In 1950 the two-year carryback and carryover periods were replaced by a one-year carryback period and a five-year carryover period.  In 1976 Congress extended the five-year carryover to seven years and included the election to relinquish carryback periods and carry forward the loss only.  In 1997 the carryover period was extended to 20 years. By 2002 NOL rules changed again to allow carryback of five years, mostly to alleviate the adverse affects of September 11, 2001.  2009 saw the increase of the carryback period to 3, 4, or 5 years.

Form 1045, Application for Tentative Refund, completed to carry back net operating losses at the individual level, is confusing at best and terrifying at its worst.

As a preparer you have to pay attention to changes in the tax law to know whether you can carry the loss back 2, 3, or 5 years.  You also have to know what qualifies as a net operating loss and whether or not the taxpayer actually has an NOL.  For example, the fact that you as an individual have more itemized deductions than you do income to take them against does not mean you have an NOL.

Unfortunately, calculating the net operating loss is not as simple as plugging figures into a form.  Several modifications must be made, including (for individual filers):

1.        Personal and dependency exemptions cannot be used.

2.        Net operating losses from a different year cannot be used.

3.        Nonbusiness capital losses, those arising outside your trade or business, can only be used against nonbusiness capital gains.

4.        Nonbusiness deductions, such as charitable donations, deductible medical expenses, mortgage interest, alimony, etc., can only be used against nonbusiness income.

Once it is decided the taxpayer does indeed have a net operating loss, a decision has to be made whether to carry the NOL back to prior years or to carry it forward.  If the taxpayer elects to waive the carryback period, however, once the election is made it is irrevocable.  Consulting a tax professional for assistance in making this decision would be wise.

The application of an NOL to prior years is a multi-step, complicated calculation which requires the adjustment and refiguring of a number of things, such as taxes owed and the taxable income in the carryback year, not to mention many of the deductions taken in that year.
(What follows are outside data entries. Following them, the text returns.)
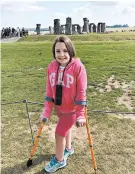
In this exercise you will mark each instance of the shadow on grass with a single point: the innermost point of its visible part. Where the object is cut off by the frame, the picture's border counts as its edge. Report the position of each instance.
(21, 168)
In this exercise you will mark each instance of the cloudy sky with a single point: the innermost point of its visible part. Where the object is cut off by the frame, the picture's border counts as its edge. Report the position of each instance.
(27, 13)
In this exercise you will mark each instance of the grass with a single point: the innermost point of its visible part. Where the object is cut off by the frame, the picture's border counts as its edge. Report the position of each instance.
(90, 37)
(23, 76)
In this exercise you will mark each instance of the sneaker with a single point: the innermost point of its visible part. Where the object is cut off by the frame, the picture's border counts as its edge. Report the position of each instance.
(68, 153)
(54, 165)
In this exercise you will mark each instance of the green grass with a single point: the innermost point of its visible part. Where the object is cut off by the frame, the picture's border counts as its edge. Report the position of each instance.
(23, 76)
(90, 37)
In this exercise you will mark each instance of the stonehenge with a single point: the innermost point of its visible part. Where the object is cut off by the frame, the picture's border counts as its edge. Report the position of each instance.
(70, 28)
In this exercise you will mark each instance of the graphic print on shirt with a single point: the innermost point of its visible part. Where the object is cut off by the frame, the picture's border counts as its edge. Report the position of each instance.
(69, 79)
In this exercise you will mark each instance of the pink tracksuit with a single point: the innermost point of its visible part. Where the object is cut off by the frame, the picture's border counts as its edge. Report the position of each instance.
(73, 94)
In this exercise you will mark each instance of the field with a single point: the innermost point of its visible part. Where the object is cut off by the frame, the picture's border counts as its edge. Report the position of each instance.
(110, 64)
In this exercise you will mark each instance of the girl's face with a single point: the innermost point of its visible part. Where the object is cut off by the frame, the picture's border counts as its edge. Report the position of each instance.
(61, 53)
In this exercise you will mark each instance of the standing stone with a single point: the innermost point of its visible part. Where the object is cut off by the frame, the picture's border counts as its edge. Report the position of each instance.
(86, 25)
(56, 26)
(68, 29)
(38, 28)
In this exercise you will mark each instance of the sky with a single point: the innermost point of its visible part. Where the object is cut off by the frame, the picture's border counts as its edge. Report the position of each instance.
(28, 13)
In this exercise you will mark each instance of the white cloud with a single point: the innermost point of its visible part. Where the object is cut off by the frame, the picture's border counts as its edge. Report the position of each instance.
(21, 6)
(129, 10)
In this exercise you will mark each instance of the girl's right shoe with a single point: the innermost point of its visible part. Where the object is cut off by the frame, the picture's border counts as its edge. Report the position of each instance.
(68, 153)
(54, 165)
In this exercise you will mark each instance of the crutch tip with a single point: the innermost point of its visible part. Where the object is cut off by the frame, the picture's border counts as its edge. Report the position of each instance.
(29, 163)
(95, 170)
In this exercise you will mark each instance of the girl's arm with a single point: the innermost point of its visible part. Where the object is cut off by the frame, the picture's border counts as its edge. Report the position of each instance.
(80, 99)
(48, 104)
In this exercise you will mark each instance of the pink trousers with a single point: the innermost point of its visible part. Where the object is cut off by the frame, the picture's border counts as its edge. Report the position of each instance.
(66, 121)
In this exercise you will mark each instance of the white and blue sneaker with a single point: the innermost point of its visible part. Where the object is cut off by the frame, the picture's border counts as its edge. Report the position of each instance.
(68, 153)
(54, 165)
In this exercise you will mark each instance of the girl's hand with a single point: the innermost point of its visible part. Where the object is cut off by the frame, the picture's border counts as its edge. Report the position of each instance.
(43, 118)
(80, 122)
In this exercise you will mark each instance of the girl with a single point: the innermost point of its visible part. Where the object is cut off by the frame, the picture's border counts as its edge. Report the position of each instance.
(66, 91)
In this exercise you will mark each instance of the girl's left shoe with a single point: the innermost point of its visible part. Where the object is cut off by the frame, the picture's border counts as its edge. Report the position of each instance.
(54, 165)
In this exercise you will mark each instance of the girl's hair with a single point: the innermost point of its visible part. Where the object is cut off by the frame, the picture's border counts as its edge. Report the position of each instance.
(69, 45)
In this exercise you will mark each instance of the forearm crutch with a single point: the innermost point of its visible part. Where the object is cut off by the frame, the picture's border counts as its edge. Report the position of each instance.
(29, 162)
(90, 141)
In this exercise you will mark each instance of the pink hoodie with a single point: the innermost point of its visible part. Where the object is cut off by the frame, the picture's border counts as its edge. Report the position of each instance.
(74, 89)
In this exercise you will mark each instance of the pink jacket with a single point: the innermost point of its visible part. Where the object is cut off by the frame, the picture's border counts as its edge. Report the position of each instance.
(74, 89)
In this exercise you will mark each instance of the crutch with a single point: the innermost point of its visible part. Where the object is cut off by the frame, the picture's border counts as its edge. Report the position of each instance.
(90, 140)
(29, 162)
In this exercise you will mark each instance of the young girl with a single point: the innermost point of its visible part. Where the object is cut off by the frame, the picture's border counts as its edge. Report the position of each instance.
(66, 91)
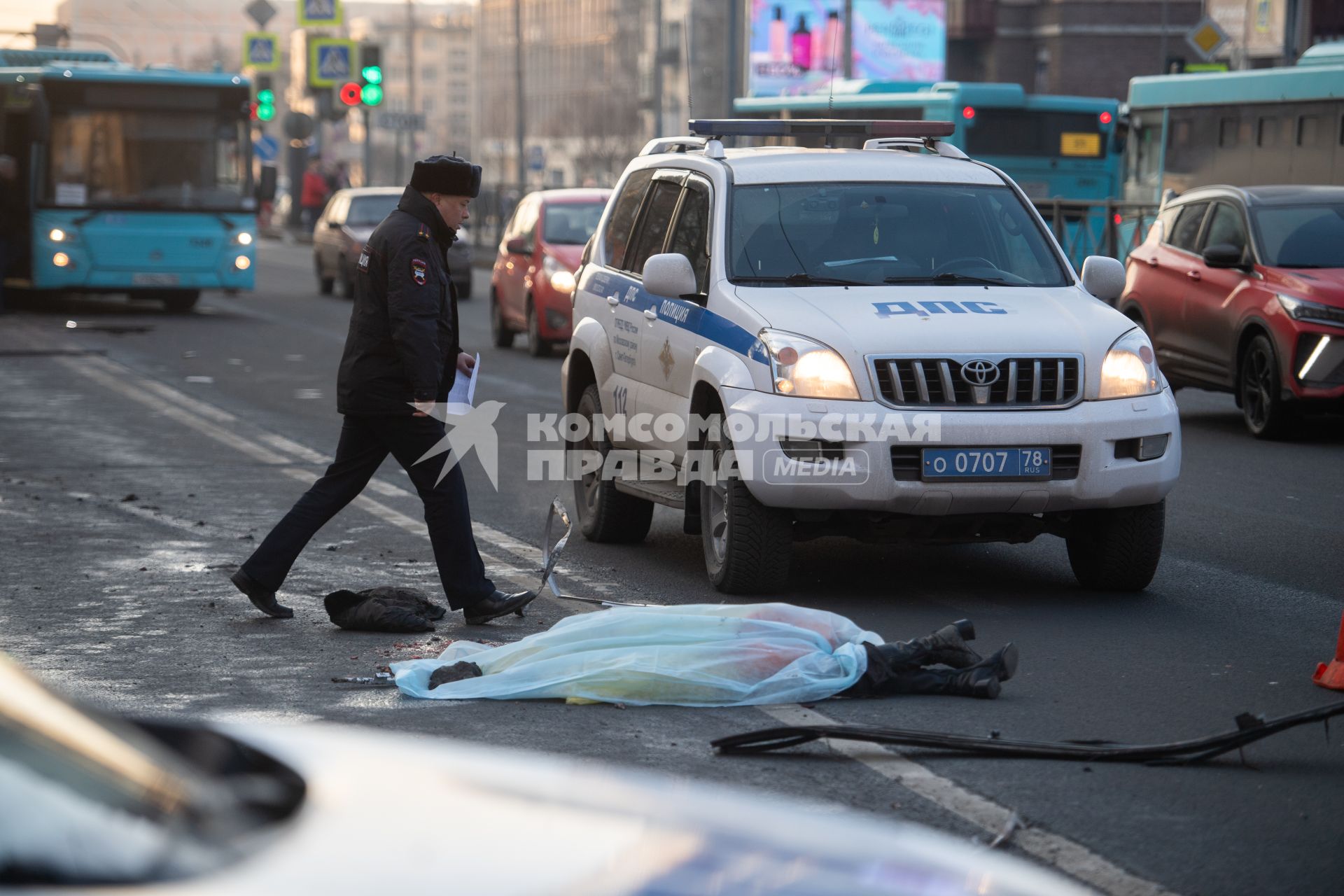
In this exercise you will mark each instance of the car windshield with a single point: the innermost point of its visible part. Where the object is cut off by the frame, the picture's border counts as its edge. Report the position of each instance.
(1301, 235)
(370, 211)
(888, 232)
(571, 223)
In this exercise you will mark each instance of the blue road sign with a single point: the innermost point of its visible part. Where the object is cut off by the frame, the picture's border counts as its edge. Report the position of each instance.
(267, 148)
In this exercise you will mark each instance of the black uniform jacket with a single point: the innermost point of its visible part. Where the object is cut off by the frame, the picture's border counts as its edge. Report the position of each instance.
(403, 337)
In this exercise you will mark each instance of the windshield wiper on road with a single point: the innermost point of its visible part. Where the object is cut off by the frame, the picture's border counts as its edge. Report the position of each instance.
(948, 279)
(806, 280)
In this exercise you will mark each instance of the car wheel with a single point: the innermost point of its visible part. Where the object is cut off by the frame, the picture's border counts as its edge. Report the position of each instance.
(537, 347)
(181, 301)
(605, 514)
(1119, 548)
(500, 333)
(748, 546)
(1266, 414)
(344, 280)
(324, 284)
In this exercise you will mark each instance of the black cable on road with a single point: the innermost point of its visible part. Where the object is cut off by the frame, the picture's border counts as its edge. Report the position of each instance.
(1249, 729)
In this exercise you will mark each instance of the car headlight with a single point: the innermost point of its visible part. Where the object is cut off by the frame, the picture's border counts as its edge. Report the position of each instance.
(559, 276)
(1130, 367)
(806, 368)
(1300, 309)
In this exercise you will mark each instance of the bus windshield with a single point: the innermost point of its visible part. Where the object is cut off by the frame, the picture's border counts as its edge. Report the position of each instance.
(144, 159)
(1301, 235)
(869, 234)
(1022, 132)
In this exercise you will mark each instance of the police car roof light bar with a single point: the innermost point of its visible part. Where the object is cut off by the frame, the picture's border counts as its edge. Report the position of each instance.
(818, 127)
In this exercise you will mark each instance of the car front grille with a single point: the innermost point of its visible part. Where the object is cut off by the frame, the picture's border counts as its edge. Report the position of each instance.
(1016, 382)
(1065, 461)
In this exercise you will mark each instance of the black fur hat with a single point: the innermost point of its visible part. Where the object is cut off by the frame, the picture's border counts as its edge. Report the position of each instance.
(447, 175)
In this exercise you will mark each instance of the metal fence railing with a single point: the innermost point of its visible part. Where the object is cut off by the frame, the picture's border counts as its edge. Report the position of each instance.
(1097, 227)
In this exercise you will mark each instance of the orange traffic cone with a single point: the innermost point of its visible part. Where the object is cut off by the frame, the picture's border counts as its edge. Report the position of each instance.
(1331, 675)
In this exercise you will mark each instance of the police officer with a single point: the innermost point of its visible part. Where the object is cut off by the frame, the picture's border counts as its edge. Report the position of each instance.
(401, 356)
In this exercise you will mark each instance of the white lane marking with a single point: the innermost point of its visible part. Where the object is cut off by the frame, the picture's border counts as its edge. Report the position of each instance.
(1073, 859)
(178, 414)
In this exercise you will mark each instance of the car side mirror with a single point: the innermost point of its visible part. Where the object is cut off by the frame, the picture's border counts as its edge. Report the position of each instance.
(1104, 277)
(1224, 255)
(670, 274)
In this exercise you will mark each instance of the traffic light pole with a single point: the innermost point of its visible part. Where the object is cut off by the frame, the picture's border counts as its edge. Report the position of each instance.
(369, 147)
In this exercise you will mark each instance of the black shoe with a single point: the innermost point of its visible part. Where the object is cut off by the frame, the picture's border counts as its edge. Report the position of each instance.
(498, 605)
(261, 597)
(456, 672)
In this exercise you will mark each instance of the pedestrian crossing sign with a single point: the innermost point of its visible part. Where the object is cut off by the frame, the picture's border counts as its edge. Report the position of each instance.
(331, 61)
(261, 51)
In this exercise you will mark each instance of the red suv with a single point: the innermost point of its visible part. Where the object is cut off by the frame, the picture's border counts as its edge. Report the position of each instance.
(533, 282)
(1242, 290)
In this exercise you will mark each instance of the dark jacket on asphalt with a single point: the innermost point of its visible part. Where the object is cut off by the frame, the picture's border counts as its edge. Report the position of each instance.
(403, 336)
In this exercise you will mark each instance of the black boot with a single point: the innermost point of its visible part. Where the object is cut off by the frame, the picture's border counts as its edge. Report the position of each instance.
(261, 597)
(948, 647)
(498, 605)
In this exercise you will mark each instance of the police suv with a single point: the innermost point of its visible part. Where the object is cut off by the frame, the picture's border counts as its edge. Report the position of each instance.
(883, 343)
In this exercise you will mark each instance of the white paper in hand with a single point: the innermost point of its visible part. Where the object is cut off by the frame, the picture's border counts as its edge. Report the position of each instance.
(461, 398)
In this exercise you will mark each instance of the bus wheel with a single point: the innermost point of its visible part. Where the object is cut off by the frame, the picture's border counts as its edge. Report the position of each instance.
(181, 301)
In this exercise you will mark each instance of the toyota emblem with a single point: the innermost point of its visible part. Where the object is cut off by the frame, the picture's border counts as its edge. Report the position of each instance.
(980, 372)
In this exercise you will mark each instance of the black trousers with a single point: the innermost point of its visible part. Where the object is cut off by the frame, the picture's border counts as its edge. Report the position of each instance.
(365, 444)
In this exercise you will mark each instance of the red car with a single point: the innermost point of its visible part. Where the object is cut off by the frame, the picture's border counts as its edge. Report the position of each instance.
(533, 281)
(1242, 290)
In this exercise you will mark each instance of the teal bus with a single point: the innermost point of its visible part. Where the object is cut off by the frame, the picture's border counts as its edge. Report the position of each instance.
(1242, 128)
(136, 181)
(1054, 147)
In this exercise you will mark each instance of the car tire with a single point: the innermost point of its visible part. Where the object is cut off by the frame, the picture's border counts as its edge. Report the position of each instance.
(1260, 391)
(500, 333)
(606, 516)
(181, 301)
(537, 347)
(748, 546)
(324, 284)
(1117, 548)
(344, 281)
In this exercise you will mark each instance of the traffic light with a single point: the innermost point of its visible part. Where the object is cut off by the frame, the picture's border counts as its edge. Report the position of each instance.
(265, 108)
(371, 76)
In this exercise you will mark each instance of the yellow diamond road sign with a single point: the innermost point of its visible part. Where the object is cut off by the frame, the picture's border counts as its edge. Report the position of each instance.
(1206, 38)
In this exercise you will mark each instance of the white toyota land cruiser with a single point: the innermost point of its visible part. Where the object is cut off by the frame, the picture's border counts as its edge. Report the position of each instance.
(886, 343)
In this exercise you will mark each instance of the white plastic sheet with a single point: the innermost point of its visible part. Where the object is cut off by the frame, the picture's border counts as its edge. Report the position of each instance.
(689, 656)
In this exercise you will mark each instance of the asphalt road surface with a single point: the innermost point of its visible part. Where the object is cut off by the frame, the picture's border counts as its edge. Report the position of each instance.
(144, 454)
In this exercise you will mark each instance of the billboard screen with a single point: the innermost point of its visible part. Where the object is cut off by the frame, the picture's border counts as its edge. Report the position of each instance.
(796, 45)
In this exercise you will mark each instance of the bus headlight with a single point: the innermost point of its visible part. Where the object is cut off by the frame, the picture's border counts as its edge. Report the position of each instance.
(808, 370)
(1130, 367)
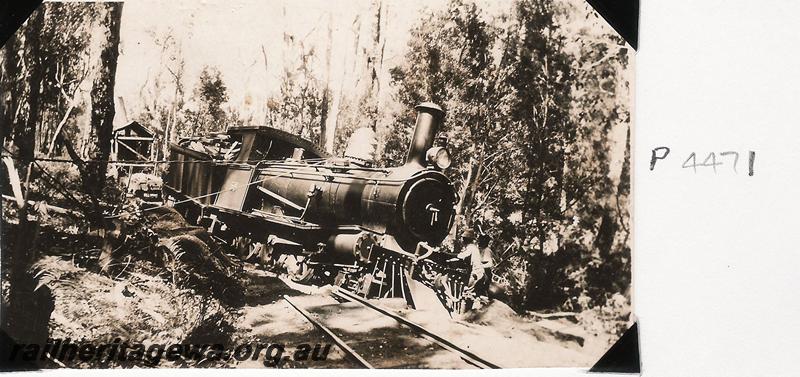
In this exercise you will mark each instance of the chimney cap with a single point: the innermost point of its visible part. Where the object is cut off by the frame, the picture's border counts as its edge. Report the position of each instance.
(431, 107)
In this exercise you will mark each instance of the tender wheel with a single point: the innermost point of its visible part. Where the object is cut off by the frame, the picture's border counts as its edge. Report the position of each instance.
(246, 248)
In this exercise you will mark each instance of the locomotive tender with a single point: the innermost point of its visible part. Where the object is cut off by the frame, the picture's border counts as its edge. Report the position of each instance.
(283, 199)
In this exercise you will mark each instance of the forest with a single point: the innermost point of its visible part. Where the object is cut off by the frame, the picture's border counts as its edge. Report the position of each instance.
(538, 97)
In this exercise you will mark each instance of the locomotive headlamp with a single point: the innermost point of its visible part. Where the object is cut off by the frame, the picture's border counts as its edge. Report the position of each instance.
(439, 157)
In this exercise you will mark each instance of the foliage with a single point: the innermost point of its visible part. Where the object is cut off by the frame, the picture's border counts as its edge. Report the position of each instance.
(532, 102)
(300, 106)
(207, 114)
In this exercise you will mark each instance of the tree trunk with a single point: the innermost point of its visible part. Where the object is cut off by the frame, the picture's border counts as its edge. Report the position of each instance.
(326, 100)
(102, 123)
(11, 88)
(25, 135)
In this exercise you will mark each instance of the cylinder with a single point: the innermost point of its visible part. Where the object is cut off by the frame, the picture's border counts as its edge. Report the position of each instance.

For those new to the 1045 the first quandary is which year goes in what column.  Instructions for the 1045 state to begin with the earliest year.  Thus if this is 2010 and you want to carry the NOL back 3 years, you would begin with 2007.

The mechanics of carrying an NOL to a prior year become involved.  The tax for the prior year must be refigured by re-computing the adjusted gross income for that year.  Then any items limited by the AGI must be recomputed, such as allowances for passive activities, taxable SSB, IRA deductions, and excludable savings bond interest.  Next, the taxable income is refigured to reflect changes in itemized deductions for medical expenses, casualty losses, and miscellaneous itemized deductions. If AMT applied to the taxpayer it will also come into play.

Estates and trusts, as well as corporations, may also make use of net operating losses.  Corporations wishing to carry back NOLs against prior years file Form 1139, Corporation Application for Tentative Refund.  Preparers should be aware that rules for carrybacks may differ.

For more information about NOLs, please see

v      IRS Publication 536, Net Operating Losses (NOLs) for Individuals, Estates, and Trusts,

v      IRS Instructions for Form 1045, Application for Tentative Refund,

v      IRS Instructions for Form 1139, Corporation Application for Tentative Refund,

v      RIA Checkpoint website (available from the main face of Drake Software),

v      RIA’s Federal Tax Coordinator and Federal Tax Handbook, and

v      IRS Publication 334, Tax Guide for Small Businesses.

Posted by Merry Broughton

Comments

  1. When carrying back to an earlier year with large agi, 1045 can end up with a no change -in effect loss of the carryback. It is very hazardous and I recommend that carryforward is the safer optiion . This is indeed a very tricky and unfair section of the tax law as is AMT. It is important to note that loss year has to be filed prior to filing 1045 hence decision is required and cannot be changed. Shame on IRS & congress.